Il a cependant assuré que la décision d'engager des négociations avec Israël, rejetée par le Hezbollah, était "sans retour", répétant que le processus visait à obtenir "le retrait israélien des territoires libanaise occupés et le retour des prisonniers" libanais.

Une troisième session de "discussions préliminaires" en vue de ces négociations est attendue "ces prochains jours", a indiqué le communiqué de la présidence.

L'ambassade américaine à Beyrouth avait appelé jeudi à une rencontre entre M. Aoun et Netanyahu, deux semaines après que le président américain Donald Trump eut annoncé un cessez-le-feu dans la guerre entre Israël et le mouvement Hezbollah pro-iranien.
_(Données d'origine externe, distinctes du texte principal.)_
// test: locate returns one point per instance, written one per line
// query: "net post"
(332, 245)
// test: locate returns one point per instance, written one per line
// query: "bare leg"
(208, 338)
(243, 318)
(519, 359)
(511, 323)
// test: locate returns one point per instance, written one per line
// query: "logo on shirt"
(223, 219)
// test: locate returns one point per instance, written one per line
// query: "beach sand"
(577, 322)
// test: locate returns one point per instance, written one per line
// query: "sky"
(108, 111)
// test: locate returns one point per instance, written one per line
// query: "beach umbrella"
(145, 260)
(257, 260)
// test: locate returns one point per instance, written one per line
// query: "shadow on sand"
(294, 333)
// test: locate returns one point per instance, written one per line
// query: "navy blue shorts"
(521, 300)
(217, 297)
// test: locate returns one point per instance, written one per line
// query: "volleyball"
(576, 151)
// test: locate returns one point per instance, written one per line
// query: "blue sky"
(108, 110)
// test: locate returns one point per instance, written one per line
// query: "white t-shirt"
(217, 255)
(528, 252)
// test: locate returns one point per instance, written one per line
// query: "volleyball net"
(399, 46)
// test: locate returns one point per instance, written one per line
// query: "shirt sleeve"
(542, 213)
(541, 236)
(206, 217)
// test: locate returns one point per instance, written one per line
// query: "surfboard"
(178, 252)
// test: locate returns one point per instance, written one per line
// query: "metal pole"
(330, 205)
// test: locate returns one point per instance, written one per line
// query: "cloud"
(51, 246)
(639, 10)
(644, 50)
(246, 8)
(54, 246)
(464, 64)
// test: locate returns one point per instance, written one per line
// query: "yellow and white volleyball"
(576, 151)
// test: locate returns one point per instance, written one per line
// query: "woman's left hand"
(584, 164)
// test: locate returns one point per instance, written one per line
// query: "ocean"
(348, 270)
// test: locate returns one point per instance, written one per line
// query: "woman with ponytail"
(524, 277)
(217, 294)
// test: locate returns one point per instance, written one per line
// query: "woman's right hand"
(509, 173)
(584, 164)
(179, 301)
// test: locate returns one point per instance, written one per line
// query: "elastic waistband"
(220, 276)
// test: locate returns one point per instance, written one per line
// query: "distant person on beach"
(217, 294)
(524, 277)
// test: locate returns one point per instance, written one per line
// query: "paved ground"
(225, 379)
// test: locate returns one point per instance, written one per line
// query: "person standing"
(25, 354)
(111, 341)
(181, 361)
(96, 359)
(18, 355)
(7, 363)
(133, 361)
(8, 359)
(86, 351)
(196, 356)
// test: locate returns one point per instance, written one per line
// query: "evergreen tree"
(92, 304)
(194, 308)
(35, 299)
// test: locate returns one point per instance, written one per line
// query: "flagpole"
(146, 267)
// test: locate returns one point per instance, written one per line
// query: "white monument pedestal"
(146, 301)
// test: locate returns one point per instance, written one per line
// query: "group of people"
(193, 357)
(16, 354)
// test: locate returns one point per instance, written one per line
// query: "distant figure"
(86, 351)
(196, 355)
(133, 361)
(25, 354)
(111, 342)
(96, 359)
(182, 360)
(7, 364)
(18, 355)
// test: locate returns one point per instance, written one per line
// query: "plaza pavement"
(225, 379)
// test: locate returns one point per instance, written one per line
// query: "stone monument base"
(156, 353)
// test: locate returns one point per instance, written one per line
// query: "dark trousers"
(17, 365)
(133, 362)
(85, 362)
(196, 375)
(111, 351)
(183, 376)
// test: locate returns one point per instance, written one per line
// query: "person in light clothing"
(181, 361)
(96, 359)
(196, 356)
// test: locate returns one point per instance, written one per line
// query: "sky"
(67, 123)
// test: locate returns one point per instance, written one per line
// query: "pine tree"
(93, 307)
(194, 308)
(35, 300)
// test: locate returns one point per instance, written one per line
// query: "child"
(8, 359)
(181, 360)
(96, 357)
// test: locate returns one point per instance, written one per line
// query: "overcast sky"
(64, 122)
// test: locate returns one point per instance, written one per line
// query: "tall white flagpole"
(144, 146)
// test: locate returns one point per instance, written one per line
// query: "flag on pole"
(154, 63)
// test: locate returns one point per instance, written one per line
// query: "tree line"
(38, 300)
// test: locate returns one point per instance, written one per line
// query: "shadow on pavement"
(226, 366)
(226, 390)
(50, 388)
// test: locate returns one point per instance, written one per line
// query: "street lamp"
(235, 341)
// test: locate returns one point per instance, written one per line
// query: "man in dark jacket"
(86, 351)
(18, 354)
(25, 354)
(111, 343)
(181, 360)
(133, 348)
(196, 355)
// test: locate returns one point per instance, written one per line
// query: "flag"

Une telle rencontre "facilitée par le président Trump", serait une "occasion historique" pour le Liban "de forger son avenir en tant que nation véritablement souveraine et indépendante", avait-elle souligné.

Les ambassadeurs d'Israël et du Liban aux Etats-Unis se sont rencontrés à deux reprises à Washington au cours des dernières semaines, pour la première fois depuis des décennies, en vue de l'ouverture de négociations directes entre les deux pays, en état de guerre depuis 1948.

Le chef du Hezbollah Naïm Qassem a répété lundi son opposition à des négociations directes avec Israël, estimant qu'elles seraient "une concession gratuite, sans résultat".

Le Hezbollah a entraîné le Liban dans la guerre régionale le 2 mars en lançant une attaque contre Israël, qui poursuit ses frappes sur le pays malgré la trêve.

Cette guerre dévastatrice a fait près de 2.700 morts et plus d'un million de déplacés.